– Под дверью, видно, протиснулся, – объяснила молодая женщина. – Там доска отстает.

– Сколько бежал! – вздохнул, сокрушаясь, боец. – Двенадцать километров! А? На дворе темнота, грязь, дороги вконец развезло. Ишь, мокрый весь до костей!

– Животное все понимает, – сказал из глубины вагона бабий голос. – Оно и войну понимает. И, скажем, опасность. У нас в Ненашкине прошлый год немецкие самолеты повадились пролетать, два раза бомбы спускали, убили телку Дуни Балыгиной. Так с тех пор как загудят, антихристы, так петухи рысью бегут под стрехи, хоронятся.

– Зверь и тот его ненавидит! – сказал человек с фонариком. – Шерсть на собаках дыбом становится, как заслышат они ихний лет. Вот до чего ненавидят.

– Буде врать-то! – сказала проводница. – Откуль пес разбирает, какой летит: ихний или наш.

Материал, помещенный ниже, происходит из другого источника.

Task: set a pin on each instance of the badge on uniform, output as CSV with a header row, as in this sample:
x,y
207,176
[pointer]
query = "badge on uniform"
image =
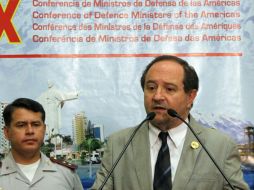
x,y
194,144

– А ты его спроси, откуль он знает, – ответил хриплый голос. – У тебя одно занятие – никому нипочем не верить. Билеты по десять минут в руках вертишь. Все тебе метится, что они фальшивые.

– Пес все может определить, – сказал примирительно боец. – У ихних самолетов гул специальный. С подвывом.

– Сам ты с подвывом! – огрызнулась проводница.

Паровоз неожиданно дернул. Страшно лязгнули буфера, еще страшнее зашипел пар. Девушки с ватной фабрики с визгом бросились к выходу; оказалось, что все они провожали подругу. Женщины торопливо попрощались с бойцом и спрыгнули уже на ходу.

– Дымок! – тревожно кричали они из темноты вслед поезду. – Дымок!

– Дымок! – кричал и боец, стоя на площадке и оглядываясь.

Но Дымка нигде не было.

– Пропал пес, скажи на милость! – бормотал смущенно боец, возвращаясь в вагон. – Вот незадача, скажи пожалуйста!

– Да здесь он, дядя Ваня, – раздался из темноты мальчишеский голос. – Схоронился у меня в ногах, весь трясется.

– Это кто говорит? – спросил боец. – Ты, Ленька?

– Я.

– Ленька Кубышкин из Кобыленки? Кузьмы Петровича сын?

– Он самый.

– Дай-ка я около тебя сяду.

Боец протиснулся к мальчику, сел, опустил руку, нащупал дрожащего пса, вытащил его за загривок и посадил к себе на колени.

– Вот, понимаешь, навернулась забота, – сказал боец. – Увязался Дымок, что с ним поделаешь! А женщины мои, небось, измаялись там на станции, всё его кличут. Чего ж теперь будет-то?

– Ничего не будет, – сказала проводница, – кроме того, что я тебя высажу с этой собакой в Кобыленке. Взял моду с собаками в такое время кататься! Билет на нее есть?

– Нету, – сказал боец. – Я ж ее не брал, она сама в вагон влезла, в ногах схоронилась.

– Мне какое дело, – ответила проводница, – сама или не сама. Мне давай билет и общее согласие пассажиров на провоз ее в этом вагоне. И справку, что она у тебя здоровая. Ишь моду взял какую, – собаками сейчас займаться.

– Иди ты, знаешь куда! – опять сказал из темноты хриплый голос. – Бессовестная! По человечеству надо судить. А у тебя заместо ума – тарифные правила!

– Поговори у меня! – угрожающе сказала проводница, но ей не дали окончить.

Вагон зашумел так грозно, что проводница ушла. Она так хлопнула дверью, что старуха, сидевшая у дверей, перекрестилась:

– Исусе Христе! Так ведь и голову отшибить недолго!

– Слыхал я, Ленька, что от отца, от Кузьмы Петровича, писем весь год не было, – сказал, помолчав, боец.

– Не было. Все не пишет.

– А ты не беспокойся. Иной человек и жив и его осколком даже нисколько не царапнуло, а он писем не пишет.

– Обстановка, что ли, не позволяет? – спросил хриплый голос.

– Бывает, обстановка. А бывает, и характер у человека такой.

– Надо быть, нету уже в живых человека, раз он цельный год вестей не подает, – сказала старуха, сидевшая около двери. – Охо-хо-шеньки!